The atlas, formerly known as the MHK Atlas, was developed by the National Renewable Energy Laboratory (NREL) with funding from the U.S. Department of Energy’s (DOE’s) Water Power Technologies Office.
NREL leads the project and developed the atlas. The modeling (i.e., data set generation) was completed by Pacific Northwest National Laboratory, Sandia National Laboratories, North Carolina State University, and University of Hawai’i.
“The Marine Energy Atlas includes several new features that not only modernize and streamline the interface but also support higher-resolution data,” said NREL Senior Scientist Levi Kilcher, who led the project. “These enhancements create a more user-friendly experience and make the Marine Energy Atlas a valuable tool for marine energy developers.”
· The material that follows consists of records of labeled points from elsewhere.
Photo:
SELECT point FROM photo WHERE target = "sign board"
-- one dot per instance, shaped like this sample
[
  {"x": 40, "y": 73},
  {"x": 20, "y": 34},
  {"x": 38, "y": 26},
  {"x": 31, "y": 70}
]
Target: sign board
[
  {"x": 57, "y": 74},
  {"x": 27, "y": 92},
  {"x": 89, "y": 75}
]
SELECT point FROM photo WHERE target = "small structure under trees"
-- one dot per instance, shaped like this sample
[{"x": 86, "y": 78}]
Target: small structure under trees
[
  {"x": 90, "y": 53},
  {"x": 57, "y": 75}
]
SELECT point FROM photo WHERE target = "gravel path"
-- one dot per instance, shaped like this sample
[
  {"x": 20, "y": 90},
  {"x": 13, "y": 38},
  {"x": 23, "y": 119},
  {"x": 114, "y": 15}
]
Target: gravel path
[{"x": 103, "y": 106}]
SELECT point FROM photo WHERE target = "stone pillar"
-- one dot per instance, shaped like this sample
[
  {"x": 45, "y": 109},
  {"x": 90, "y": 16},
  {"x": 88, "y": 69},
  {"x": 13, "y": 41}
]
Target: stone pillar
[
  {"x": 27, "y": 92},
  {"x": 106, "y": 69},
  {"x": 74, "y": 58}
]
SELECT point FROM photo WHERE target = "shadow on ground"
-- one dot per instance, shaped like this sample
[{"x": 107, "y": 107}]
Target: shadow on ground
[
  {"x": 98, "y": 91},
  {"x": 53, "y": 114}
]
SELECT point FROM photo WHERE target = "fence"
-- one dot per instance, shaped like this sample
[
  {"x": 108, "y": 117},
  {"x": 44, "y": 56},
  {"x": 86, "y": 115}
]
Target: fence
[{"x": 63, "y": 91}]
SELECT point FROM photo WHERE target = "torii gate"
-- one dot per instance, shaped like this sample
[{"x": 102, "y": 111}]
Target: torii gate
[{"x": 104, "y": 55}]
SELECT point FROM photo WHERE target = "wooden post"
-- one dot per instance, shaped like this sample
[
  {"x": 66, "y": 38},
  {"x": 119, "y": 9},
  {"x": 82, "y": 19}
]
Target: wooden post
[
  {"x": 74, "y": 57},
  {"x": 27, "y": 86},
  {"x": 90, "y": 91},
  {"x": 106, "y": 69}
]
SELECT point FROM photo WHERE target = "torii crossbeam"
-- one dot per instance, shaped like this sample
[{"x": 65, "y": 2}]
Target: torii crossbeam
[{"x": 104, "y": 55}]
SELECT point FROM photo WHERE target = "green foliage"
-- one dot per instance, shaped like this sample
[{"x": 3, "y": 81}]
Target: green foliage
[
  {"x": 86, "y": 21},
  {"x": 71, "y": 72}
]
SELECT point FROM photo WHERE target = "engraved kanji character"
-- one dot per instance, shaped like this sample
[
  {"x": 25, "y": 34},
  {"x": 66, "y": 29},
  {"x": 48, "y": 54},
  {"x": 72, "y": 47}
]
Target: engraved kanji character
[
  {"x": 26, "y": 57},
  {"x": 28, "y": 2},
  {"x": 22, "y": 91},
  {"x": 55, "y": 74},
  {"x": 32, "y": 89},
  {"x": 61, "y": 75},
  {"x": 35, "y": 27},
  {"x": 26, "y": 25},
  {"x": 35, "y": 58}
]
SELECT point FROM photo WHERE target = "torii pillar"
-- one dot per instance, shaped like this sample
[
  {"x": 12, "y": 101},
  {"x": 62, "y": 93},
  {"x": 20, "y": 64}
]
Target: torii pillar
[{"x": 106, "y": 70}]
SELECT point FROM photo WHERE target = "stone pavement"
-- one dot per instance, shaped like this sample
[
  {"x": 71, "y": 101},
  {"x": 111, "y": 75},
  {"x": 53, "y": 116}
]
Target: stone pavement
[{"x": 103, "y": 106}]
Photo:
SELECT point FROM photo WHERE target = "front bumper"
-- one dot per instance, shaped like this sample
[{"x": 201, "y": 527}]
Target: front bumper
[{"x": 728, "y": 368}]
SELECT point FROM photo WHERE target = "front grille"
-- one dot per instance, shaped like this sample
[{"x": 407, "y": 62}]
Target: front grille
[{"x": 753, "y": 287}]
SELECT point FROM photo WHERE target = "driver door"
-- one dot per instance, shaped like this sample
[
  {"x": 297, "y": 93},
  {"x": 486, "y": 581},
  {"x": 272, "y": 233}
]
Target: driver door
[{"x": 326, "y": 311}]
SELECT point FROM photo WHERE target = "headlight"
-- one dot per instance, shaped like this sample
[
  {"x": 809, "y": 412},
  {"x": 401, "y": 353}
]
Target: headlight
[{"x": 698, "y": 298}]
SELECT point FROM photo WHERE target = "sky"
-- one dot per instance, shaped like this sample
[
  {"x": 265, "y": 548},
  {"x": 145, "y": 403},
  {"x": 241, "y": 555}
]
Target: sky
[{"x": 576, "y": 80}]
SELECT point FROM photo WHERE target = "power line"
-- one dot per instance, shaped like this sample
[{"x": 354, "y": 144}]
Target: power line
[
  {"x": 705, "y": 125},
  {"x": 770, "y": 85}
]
Kilcher envisions that project developers can use the Marine Energy Atlas to locate potential project sites, while technology developers can use it to download data needed to create site-specific technology.
By making this valuable data available to the public, the atlas can help the marine energy sector chart a smooth course forward.
In March 2021, DOE and NREL released a report showing the extensive potential of marine energy resources (wave, tidal, ocean current, ocean thermal, and riverine marine). The report concludes that by leveraging just one-tenth of available marine energy resources would equate to 5.7% of U.S. electricity generation.
The Deep Dive: Exploring the Atlas’s Design, Functionality
The Atlas uses high-resolution data sets to map U.S. wave, tidal, river current, ocean current, and ocean thermal energy resources. By selecting spatial data layers, users can explore several variables in each of these resource types, such as wave height, wave period, wave direction, tidal and ocean current speeds, and more.
A key feature of the Marine Energy Atlas is its user-friendly interface, which allows users to download data in a range of formats with the click of a button.
New features include:
- A filterable and searchable data library
- All data layers from the former MHK Atlas
- New data layers, including wave models for Pacific, Atlantic, and Hawai’ian regions
- Tools to download time series and other very large pieces of the underlying data
- Simultaneous onscreen appearance of layer and legend
- Improved query functionality
- An updated user interface
- Back-end upgrades that increase performance for on-the-fly visualization of high-resolution data sets.
And the improvements don’t stop there. The team will add analytical capabilities as well as new data sets in the coming year, expanding the coverage and resolution of the Marine Energy Atlas.